Why It Pays to Get Furnace Maintenance
Here’s the grisly truth about furnace maintenance:
Avoiding it is going to cost you some serious money through the life of your furnace.
The benefits of maintenance aren’t always apparent in the short-term, which is why many homeowners don’t take it seriously. However, after looking at the numbers and doing the math, it will become apparent that maintenance is actually what keeps costs down.
I’ll explain further down below:
When it comes to caring for your furnace through its lifetime, you have two options:
- Spend money on maintenance and avoid most serious furnace issues.
- Wait until issues arise and then spend money on the repairs.
No matter what you choose, it sounds like a pretty even tradeoff, right? Well, not quite.
In truth, waiting for repairs will always end up costing more than scheduling preventive maintenance.
Repair Costs Are Unpredictable
If you wait until your furnace starts acting funny—or stops working altogether—you just can’t know what kind of issue you’ll be dealing with. This opens the door to a number of repair issues, none of which will be considerate to your budget or wallet. In the worst case, it can create problems far worse than a hefty repair cost.
- Cracked Heat Exchanger: A problem that often only arises late in the furnace’s life but can arise sooner without regular maintenance.

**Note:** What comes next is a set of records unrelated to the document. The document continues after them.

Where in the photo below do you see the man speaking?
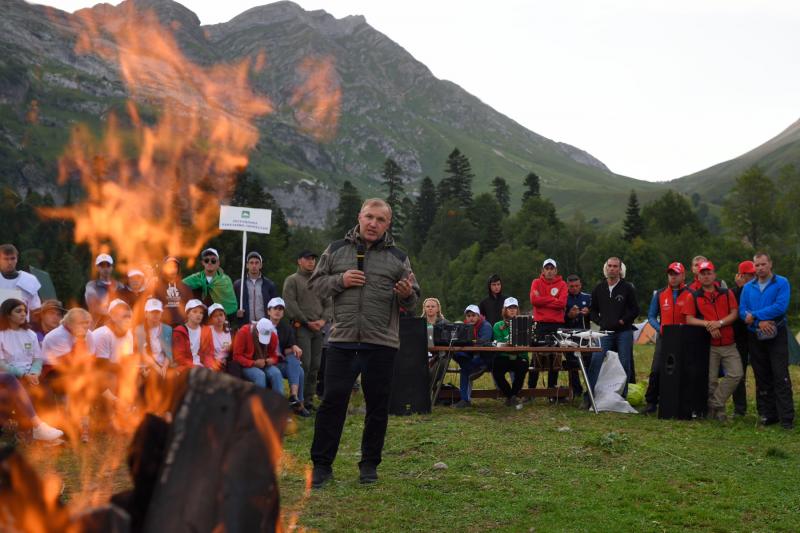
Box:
[308,198,419,488]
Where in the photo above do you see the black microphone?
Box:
[356,243,365,272]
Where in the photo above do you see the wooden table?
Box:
[428,346,603,405]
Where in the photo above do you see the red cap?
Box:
[667,261,685,274]
[697,261,716,272]
[739,261,756,274]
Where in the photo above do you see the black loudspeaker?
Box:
[389,318,431,415]
[658,325,711,420]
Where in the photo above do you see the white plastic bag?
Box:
[594,350,637,413]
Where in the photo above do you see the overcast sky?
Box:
[36,0,800,181]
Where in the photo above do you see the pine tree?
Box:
[437,148,475,208]
[522,172,541,204]
[331,181,363,239]
[622,190,644,242]
[492,176,511,215]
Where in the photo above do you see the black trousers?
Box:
[747,326,794,423]
[733,339,752,415]
[492,357,528,398]
[644,334,661,405]
[311,346,397,467]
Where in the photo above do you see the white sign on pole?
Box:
[219,205,272,233]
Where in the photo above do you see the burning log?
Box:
[0,369,288,533]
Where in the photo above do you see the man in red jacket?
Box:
[528,259,567,389]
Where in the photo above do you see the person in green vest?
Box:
[492,297,529,407]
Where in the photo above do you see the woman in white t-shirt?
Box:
[208,304,231,370]
[0,298,42,387]
[135,298,172,378]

- Carbon Monoxide Issues: Gas furnaces can create the risk of carbon monoxide leaks when not maintained properly. CO leaks are deadly and should never be taken lightly.
- Fire Hazards: If there is an issue with the gas or with obstructions in the vents, it could lead to a house fire.
Efficiency is Reduced
Furnaces don’t typically just break down overnight. Often, a minor problem will develop and gradually take a toll on the system’s performance. This is going to lower your efficiency and start driving up the cost of your heating bill. A maintenance check will most likely find and fix this problem before it has a chance to develop into something serious.
For example, think of the limit switch. This component is necessary for normal furnace operation, signaling to the air handler when it’s time to deliver the heated air to your home. It also works as a safety device by shutting off the gas when the furnace overheats. A broken limit switch can cause your furnace to run much longer than necessary, thus lowering efficiency until you finally have it fixed.
After periods of lowered efficiency and an increase in furnace repair, the system is bound to have accumulated excess wear and tear. That’s going to end up influencing the lifespan of the system.
Furnaces are estimated to last between 10 and 15 years, sometimes even 20. Why such a large range? Well, the lower end of that estimate is for furnaces that haven’t received much proper care through their lives. That can include repairs from unqualified professionals, inefficient use of the furnace, and of course, a lack of regular maintenance.